A novel similarity classifier with multiple ideal vectors based on k-means clustering

Highlights：

• Introduction of novel similarity classifier with multiple ideal vectors

• Ideal vectors are determined with k-means clustering and the jump method.

• The model is tested on three artificial and three real-world data sets.

• Novel classifier often significantly better than the standard similarity classifier.

摘要

In the literature, researchers and practitioners can find a manifold of algorithms to perform a classification task. The similarity classifier is one of the more recently suggested classification algorithms. In this paper, we suggest a novel similarity classifier with multiple ideal vectors per class that are generated with k-means clustering in combination with the jump method. Two approaches for pre-processing, via simple standardization and via principal component analysis in combination with the MAP test and Parallel Analysis, are presented. On the artificial data sets, the novel classifier with standardization and with transformation power Y = 1 for the jump method results in significantly higher mean classification accuracies than the standard classifier.

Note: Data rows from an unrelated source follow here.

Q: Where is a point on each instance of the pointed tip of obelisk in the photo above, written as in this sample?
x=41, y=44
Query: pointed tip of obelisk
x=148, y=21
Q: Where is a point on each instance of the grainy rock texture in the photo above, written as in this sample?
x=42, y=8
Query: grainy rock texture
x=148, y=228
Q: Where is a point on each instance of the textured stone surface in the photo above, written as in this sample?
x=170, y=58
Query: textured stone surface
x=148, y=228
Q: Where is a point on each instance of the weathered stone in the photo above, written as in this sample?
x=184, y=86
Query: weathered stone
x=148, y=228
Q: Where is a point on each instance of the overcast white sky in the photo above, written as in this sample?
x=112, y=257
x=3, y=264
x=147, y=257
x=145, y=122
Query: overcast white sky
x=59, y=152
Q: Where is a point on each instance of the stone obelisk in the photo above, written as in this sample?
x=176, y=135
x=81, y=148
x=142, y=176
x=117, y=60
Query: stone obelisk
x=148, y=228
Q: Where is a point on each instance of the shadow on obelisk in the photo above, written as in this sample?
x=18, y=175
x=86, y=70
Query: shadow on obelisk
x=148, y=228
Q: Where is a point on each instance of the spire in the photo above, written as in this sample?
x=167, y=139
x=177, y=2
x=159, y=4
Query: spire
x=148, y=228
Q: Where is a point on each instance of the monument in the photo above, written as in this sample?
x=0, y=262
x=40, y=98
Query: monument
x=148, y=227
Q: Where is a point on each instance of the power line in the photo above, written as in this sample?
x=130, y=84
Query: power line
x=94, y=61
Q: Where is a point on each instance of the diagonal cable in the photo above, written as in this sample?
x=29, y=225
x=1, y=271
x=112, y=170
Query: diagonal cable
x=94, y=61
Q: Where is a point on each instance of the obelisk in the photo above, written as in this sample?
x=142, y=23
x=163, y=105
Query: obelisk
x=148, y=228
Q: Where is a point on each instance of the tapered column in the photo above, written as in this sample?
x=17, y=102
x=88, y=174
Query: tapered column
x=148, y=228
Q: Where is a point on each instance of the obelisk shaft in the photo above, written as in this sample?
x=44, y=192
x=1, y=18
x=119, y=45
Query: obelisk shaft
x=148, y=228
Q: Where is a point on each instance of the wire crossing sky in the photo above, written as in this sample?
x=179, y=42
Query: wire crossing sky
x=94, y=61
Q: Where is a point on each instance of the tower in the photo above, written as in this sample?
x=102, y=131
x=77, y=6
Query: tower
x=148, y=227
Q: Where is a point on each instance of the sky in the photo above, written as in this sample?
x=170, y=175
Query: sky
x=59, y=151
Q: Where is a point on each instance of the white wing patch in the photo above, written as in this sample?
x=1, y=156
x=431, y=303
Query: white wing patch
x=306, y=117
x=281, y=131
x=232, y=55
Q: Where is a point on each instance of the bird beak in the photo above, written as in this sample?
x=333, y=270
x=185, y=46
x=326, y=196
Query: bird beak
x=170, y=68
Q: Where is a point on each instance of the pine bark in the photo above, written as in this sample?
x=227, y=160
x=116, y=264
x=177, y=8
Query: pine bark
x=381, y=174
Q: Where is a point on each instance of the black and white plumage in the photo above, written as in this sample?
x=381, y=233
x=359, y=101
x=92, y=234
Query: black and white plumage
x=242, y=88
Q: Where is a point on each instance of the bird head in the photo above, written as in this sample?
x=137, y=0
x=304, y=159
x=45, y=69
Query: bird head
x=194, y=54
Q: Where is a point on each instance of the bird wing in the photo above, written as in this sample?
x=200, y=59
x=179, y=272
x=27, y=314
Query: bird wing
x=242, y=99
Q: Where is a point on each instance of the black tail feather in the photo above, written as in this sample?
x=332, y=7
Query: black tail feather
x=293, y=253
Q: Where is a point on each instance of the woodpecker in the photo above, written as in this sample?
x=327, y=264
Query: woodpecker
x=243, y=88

The results of the artificial data sets demonstrate that in contrast to the standard similarity classifier, the novel approach has the ability to cope with more complex data structures. For the real-world credit data sets, the novel similarity classifier with standardization and Y = 1 achieves competitive results or even outperforms the k-nearest neighbour classifier, the Naive Bayes algorithm, decision trees, random forests and the standard similarity classifier.